Tuesday Teaching Topic: Teaching Ignorance

“Tuesday Teaching Topic,” or TTT, is a regular series featuring some question or discussion topic related to teaching, often at the meta level. If you have suggestions for a TTT or would like to write one yourself, please write to Kamran Swanson at kamranswanson@gmail.com, or bswanson1@ccc.edu. 

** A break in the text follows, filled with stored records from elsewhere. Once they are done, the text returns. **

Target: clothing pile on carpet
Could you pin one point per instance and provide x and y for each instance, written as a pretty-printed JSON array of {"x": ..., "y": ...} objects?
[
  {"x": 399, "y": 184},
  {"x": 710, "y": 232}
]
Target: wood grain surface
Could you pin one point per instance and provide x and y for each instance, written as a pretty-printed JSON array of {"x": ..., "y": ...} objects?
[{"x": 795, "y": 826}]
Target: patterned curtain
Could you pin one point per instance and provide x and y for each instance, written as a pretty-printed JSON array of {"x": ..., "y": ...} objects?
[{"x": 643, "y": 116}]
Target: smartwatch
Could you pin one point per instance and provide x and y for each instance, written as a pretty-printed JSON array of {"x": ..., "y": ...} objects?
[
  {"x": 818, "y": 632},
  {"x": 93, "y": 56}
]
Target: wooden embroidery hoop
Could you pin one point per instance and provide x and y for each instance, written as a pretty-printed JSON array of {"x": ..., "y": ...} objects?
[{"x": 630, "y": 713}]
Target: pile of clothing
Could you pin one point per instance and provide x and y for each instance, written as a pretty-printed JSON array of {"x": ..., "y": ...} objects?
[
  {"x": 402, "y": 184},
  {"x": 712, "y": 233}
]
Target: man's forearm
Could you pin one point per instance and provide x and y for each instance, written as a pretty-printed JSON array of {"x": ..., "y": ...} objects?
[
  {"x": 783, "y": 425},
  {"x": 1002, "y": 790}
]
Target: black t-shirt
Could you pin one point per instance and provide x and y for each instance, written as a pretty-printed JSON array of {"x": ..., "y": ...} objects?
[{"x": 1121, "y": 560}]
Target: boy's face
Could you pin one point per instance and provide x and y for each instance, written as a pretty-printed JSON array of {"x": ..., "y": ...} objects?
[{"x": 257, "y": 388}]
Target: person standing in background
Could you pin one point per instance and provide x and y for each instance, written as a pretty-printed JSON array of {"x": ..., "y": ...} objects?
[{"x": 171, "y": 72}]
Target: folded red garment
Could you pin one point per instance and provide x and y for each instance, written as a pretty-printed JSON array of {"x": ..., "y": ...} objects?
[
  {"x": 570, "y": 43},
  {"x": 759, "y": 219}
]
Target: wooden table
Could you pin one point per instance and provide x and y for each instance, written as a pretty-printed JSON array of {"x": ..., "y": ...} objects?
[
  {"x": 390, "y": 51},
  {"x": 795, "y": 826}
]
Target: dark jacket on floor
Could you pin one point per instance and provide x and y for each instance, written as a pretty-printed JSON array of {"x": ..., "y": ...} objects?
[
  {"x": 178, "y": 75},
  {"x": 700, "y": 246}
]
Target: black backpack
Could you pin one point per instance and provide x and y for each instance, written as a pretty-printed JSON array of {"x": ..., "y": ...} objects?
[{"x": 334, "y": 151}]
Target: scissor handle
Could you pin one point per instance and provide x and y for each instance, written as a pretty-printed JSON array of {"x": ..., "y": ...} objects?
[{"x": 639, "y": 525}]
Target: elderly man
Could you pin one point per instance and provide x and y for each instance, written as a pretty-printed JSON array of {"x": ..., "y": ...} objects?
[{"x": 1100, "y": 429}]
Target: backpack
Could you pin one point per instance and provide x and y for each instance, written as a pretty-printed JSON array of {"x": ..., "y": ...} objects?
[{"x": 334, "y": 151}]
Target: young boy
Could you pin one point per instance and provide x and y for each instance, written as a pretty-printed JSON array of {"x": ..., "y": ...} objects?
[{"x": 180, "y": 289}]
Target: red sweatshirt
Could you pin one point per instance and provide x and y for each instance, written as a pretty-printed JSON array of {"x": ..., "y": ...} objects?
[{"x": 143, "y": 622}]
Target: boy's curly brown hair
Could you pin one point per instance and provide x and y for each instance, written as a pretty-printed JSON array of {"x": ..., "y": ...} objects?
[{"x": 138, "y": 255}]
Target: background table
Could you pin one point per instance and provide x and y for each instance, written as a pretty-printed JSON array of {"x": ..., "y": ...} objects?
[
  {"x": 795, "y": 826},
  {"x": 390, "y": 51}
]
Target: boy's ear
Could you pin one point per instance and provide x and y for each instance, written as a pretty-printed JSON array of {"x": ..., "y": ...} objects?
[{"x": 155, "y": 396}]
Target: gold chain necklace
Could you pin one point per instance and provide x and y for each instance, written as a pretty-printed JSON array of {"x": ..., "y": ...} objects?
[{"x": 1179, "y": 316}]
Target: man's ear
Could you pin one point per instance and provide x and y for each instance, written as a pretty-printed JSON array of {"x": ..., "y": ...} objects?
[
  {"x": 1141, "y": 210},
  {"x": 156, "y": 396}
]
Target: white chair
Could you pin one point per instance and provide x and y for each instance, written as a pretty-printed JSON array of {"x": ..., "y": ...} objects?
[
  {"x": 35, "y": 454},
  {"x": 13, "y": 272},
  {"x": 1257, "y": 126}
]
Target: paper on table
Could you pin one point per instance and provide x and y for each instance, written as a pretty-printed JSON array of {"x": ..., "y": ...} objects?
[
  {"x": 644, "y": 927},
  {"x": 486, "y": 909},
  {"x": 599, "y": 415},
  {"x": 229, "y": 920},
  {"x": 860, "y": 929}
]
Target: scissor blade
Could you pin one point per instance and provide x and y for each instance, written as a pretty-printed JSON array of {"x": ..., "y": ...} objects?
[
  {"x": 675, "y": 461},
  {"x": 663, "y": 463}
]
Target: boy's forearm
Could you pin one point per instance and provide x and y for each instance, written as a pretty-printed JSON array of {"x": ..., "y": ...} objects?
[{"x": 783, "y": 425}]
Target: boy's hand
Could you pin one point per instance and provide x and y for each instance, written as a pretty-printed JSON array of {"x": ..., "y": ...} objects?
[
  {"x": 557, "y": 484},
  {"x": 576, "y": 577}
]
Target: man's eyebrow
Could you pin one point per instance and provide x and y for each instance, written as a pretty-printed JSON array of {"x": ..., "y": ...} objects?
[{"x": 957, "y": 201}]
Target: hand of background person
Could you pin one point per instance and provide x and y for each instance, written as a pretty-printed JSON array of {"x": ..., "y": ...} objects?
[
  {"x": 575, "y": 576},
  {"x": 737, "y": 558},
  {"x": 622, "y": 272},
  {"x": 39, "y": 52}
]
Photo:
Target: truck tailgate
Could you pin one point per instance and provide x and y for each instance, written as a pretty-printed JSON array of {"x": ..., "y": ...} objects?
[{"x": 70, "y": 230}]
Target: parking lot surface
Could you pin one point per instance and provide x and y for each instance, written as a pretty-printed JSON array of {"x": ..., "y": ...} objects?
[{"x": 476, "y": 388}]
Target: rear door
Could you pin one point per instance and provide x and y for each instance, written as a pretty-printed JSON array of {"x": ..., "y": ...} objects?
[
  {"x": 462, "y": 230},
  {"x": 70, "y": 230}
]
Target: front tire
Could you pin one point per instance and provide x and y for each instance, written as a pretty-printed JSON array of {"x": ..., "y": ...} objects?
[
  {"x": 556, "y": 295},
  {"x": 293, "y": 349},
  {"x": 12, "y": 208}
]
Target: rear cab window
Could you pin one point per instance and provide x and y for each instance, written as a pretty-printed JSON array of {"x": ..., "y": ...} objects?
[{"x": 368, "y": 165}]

“The larger the island of knowledge grows, the longer the shoreline — where knowledge meets ignorance — extends. The more we know, the more we can ask. Questions don’t give way to answers so much as the two proliferate together. Answers breed questions. Curiosity isn’t merely a static disposition but rather a passion of the mind that is ceaselessly earned and nurtured.” (a paraphrase of an analogy by Michael Smithson, social scientist at Australian National University) http://www.nytimes.com/2015/08/24/opinion/the-case-for-teaching-ignorance.html?_r=2

Many of us, and certainly many of our students, believe we are in the business of expanding knowledge in its various forms: facts, data, skills, perspectives, analysis, argument, etc. But how often do we talk about dealing with ignorance?

“You’re ignorant” is a common insult nowadays. I hear students every so often describe other people as ignorant in a demeaning way. I once went on a date where the woman proudly proclaimed she was not ignorant, and hated people who were. “But we’re all ignorant about most things,” I said. “What am I possibly ignorant about?” she replied. I then moved the conversation to a number of topics on which she was totally ignorant: not just stuff that I know about, but mostly stuff I don’t know about. She became irritated, and I learned that I know very little about how to behave on a date.

Ignorance is a dirty word. But should it be? Is it our responsibility to elevate the our concept of ignorance, not as an evil, but rather as a natural and necessary yang to knowledge’s yin?


“Philosophy” is the ancient Greek word that literally means “the love of wisdom.” It was in usage for awhile before Plato and Socrates popularized the word and gave the first hefty descriptions of what the word means. “Wisdom is that sort of knowledge that is the knowledge of what we know and what we do not know.” Philosophers, I like to think, do not make it their business to introduce new knowledge, but rather to re-evaluate that which we thought was knowledge, so that our apparent knowledge can be replaced by more secure knowledge, or at least prevent rotten knowledge from clogging up a clean and productive inquiry of the world.

But while philosophy tackles this acknowledgement of our ignorance quite explicitly, every discipline has been enhanced by acknowledging its limits.

The question I’m interested in is how often our students engage in a serious discussion of ignorance. We talk about it in my philosophy classes, and when I do, almost every student is baffled by my claim that we need to acknowledge our own ignorance before we can grow our knowledge. Students give me disgusted faces, and I often hear the proclamation, “I’m not ignorant.”

As the NYTimes article I linked to described, there is a new and growing academic discipline called “agnotology,” or the formal study of not knowing. Perhaps, like “writing across the curriculum,” we should start thinking about “agnotology” across the curriculum. Many of us perhaps believe that the lesson is implicit within our teaching, but I often suspect that it is not: a very conscious, explicit, and direct exposure of our own ignorance may be precisely what our students need.

This week’s TTT question: how do you teach ignorance?

One thought on “Tuesday Teaching Topic: Teaching Ignorance

  1. Great post!
    Thing 1″
    “Ignorance is a dirty word. But should it be? Is it our responsibility to elevate the our concept of ignorance, not as an evil, but rather as a natural and necessary yang to knowledge’s yin?”

    Ignorance is only a dirty word because of the context in which it is frequently used, much like many other words that have come to mean something other than what they “literally” mean, and “literally” has been so “misused” that it too now has an officially different meaning:
    lit·er·al·ly
    ˈlidərəlē,ˈlitrəlē/
    adverb
    in a literal manner or sense; exactly.
    “the driver took it literally when asked to go straight across the traffic circle”
    synonyms: exactly, precisely, actually, really, truly; More
    informal
    used for emphasis or to express strong feeling while not being literally true.
    “I have received literally thousands of letters”

    I think acknowledging and elevating our concept of ignorance is absolutely necessary, but it’s the approach in doing so that must be done carefully when discussing with others, as the term has become so offensive in most contexts.

    Thing 2:
    “She became irritated, and I learned that I know very little about how to behave on a date.”
    It was probably never going to work out because if she couldn’t get used to this, how was she going to get used to you spitting on her when you quoted Plato? It wasn’t meant to be. Carry on as you are!